Thursday, April 15, 2010

I've had moments, but...

This is bad. I've never felt so insecure and unsure about what I'm doing. I literally feel out of control of every aspect of my life. I can't control my kids, all I can do is take my meds to control my seizures, and little things like broken shoulder straps are seriously making my ball. I'm not PMSing, at least I shouldn't be for like a week. I have to pull it together. But I feel like I've been thrown into the lions' pit and even after 2 months I'm get mauled. And I know, I know... It's my first semester, but how the hell are you supposed to teach these kids when they don't listen and continuously ask for the guide teacher. It was so embarrassing when my supervisor got up, walked over to one of the boys and told them to be quiet. They were even rude to the principal when he came to talk to them about the CSTs so you tell me how I'm supposed to manage them when they don't even respect the f'ing principal? I was talking to him after class and I started to cry. I called my mom and started crying. My bag broke as I was walking on campus and I started crying. and finally I'm sitting here crying as I write. What if this isn't what I'm supposed to do? I know that next semester should be better, but I'm doubting my choice based on the current situation.
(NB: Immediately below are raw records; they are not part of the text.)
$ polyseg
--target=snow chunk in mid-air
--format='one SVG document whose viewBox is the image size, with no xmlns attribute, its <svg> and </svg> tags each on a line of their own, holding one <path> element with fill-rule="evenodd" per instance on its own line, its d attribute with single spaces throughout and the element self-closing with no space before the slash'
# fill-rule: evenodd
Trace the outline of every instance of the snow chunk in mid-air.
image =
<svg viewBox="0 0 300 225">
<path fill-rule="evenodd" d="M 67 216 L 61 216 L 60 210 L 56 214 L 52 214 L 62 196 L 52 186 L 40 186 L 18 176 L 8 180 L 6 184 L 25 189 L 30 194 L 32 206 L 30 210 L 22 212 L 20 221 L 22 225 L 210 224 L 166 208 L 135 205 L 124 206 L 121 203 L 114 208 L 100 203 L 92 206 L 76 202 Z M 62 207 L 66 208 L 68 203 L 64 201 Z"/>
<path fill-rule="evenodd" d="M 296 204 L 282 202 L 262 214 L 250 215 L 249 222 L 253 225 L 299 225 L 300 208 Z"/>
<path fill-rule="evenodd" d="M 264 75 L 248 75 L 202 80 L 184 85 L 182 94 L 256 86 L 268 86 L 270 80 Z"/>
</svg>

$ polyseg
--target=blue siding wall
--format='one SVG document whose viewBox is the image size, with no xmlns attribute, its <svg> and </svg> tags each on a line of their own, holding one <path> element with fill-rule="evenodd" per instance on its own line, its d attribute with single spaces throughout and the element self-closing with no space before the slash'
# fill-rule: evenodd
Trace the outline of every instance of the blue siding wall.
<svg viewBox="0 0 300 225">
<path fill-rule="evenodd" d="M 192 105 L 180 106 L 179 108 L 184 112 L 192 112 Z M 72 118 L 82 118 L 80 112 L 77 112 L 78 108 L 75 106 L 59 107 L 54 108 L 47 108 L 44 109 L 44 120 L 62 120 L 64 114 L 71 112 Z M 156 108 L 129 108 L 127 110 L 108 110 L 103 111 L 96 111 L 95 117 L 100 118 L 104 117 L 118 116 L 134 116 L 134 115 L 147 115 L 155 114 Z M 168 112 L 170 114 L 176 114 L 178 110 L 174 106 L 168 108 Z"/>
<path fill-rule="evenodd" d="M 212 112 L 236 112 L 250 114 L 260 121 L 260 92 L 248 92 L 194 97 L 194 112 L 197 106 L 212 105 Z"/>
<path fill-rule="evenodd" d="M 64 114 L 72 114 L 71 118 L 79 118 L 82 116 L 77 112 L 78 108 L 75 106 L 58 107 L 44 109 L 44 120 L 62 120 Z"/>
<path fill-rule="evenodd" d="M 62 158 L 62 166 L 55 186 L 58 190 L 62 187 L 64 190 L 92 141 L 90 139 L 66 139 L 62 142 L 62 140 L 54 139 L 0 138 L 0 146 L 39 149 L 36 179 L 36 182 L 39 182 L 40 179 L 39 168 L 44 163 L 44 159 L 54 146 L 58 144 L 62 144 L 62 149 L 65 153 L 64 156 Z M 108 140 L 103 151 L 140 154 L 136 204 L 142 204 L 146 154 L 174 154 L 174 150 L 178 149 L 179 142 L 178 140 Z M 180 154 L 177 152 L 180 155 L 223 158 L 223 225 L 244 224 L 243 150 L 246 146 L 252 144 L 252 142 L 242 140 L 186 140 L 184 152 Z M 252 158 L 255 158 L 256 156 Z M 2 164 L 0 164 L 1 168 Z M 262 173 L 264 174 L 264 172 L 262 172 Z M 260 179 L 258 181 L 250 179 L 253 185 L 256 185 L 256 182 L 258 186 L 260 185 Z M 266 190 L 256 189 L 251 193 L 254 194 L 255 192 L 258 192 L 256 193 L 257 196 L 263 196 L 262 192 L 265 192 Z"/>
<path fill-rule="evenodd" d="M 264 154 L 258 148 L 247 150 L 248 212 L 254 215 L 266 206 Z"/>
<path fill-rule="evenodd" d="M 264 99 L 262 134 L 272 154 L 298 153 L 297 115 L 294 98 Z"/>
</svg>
I know certain people may be shocked b/c I like nice things, but I'd much rather help people on a first hand basis than work for the man so I've been thinking about other opps. My dad said I could probably get a job at south bay, but I don't want to quit! this isn't the real Alie!!! I guess this is just God shoving me into a situation where I am forced to be strong and lean on Him. Man this is hard.

1 comment:

perkyNbLue said...

I felt that. I got through it. But it broke me. It's hard and that's the only thing that I can really say. But you're strong and God will get you through it. I am trying to go back into teaching now (as long as I can find an effing job), so it's okay to finish and take some time off as well. I love you, hon!